I have a class that stores values and detects if that set of values are distinct.
public class TextRecords
{
public TextRecords()
{
Count = 0;
TextInstanceDictionary = new Dictionary<string, int>();
}
public int Count
{
get;
set;
}
public Dictionary<string, int> TextInstanceDictionary
{
get;
set;
}
public void AddOrUpdateTextInstanceDictionary(string theText)
{
if (!TextInstanceDictionary.ContainsKey(theText))
{
TextInstanceDictionary.Add(theText, 1);
}
else
{
TextInstanceDictionary[theText] += 1;
}
}
public bool AllValuesAreDistinct
{
get
{
return !TextInstanceDictionary.Any(kv => kv.Value > 1);
}
}
}
This works fine for small sets of values but is not scale in terms of memory usage and performance.
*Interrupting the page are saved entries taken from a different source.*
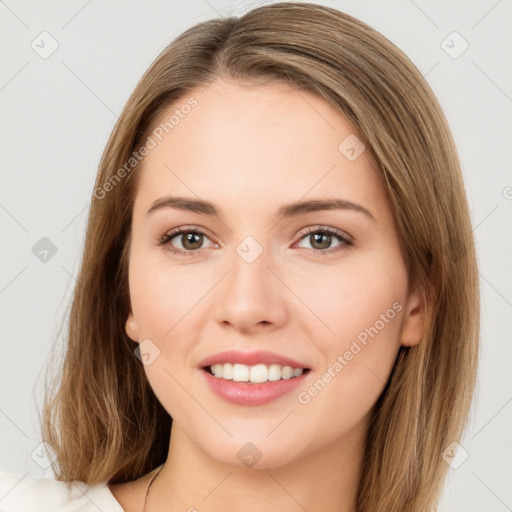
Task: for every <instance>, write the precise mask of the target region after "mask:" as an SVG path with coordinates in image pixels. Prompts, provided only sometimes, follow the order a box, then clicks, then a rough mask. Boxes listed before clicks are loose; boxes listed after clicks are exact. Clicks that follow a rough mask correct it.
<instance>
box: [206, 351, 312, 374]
mask: <svg viewBox="0 0 512 512" xmlns="http://www.w3.org/2000/svg"><path fill="white" fill-rule="evenodd" d="M224 363H231V364H235V363H239V364H246V365H247V366H255V365H257V364H280V365H281V366H291V367H292V368H304V369H306V368H308V369H309V367H308V366H307V365H305V364H304V363H301V362H299V361H295V360H294V359H291V358H289V357H285V356H281V355H279V354H274V353H273V352H268V351H265V350H258V351H254V352H241V351H240V350H227V351H225V352H219V353H218V354H214V355H213V356H210V357H207V358H206V359H203V360H202V361H201V362H200V363H199V367H200V368H205V367H207V366H212V365H213V364H224Z"/></svg>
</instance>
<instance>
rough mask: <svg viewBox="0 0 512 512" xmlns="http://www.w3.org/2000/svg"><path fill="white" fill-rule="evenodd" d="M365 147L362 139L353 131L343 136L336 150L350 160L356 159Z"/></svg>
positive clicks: (360, 155) (345, 157)
mask: <svg viewBox="0 0 512 512" xmlns="http://www.w3.org/2000/svg"><path fill="white" fill-rule="evenodd" d="M365 149H366V146H365V145H364V144H363V141H362V140H361V139H359V138H358V137H357V136H356V135H354V134H353V133H351V134H350V135H348V136H347V137H345V138H344V139H343V140H342V141H341V142H340V144H339V145H338V151H339V152H340V153H341V154H342V155H343V156H344V157H345V158H346V159H347V160H350V161H351V162H353V161H354V160H357V159H358V158H359V157H360V156H361V154H362V153H363V152H364V150H365Z"/></svg>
Is there a way to detect if a set of values are unique without storing them all in memory as I am doing in the approach above?
I am looking for reasonable small memory footprint while retaining a good level of speed.
I am aware of Bloom filters and read this answer. Is there any other methods to solve this very specific problem?
(Note: I have also reviewed this answer but this is a different problem. I am streaming in the values one by one so just need to know if I have or haven't seen that value before. The other answer is where you are presented with a fully populated collection and asked if the values are distinct).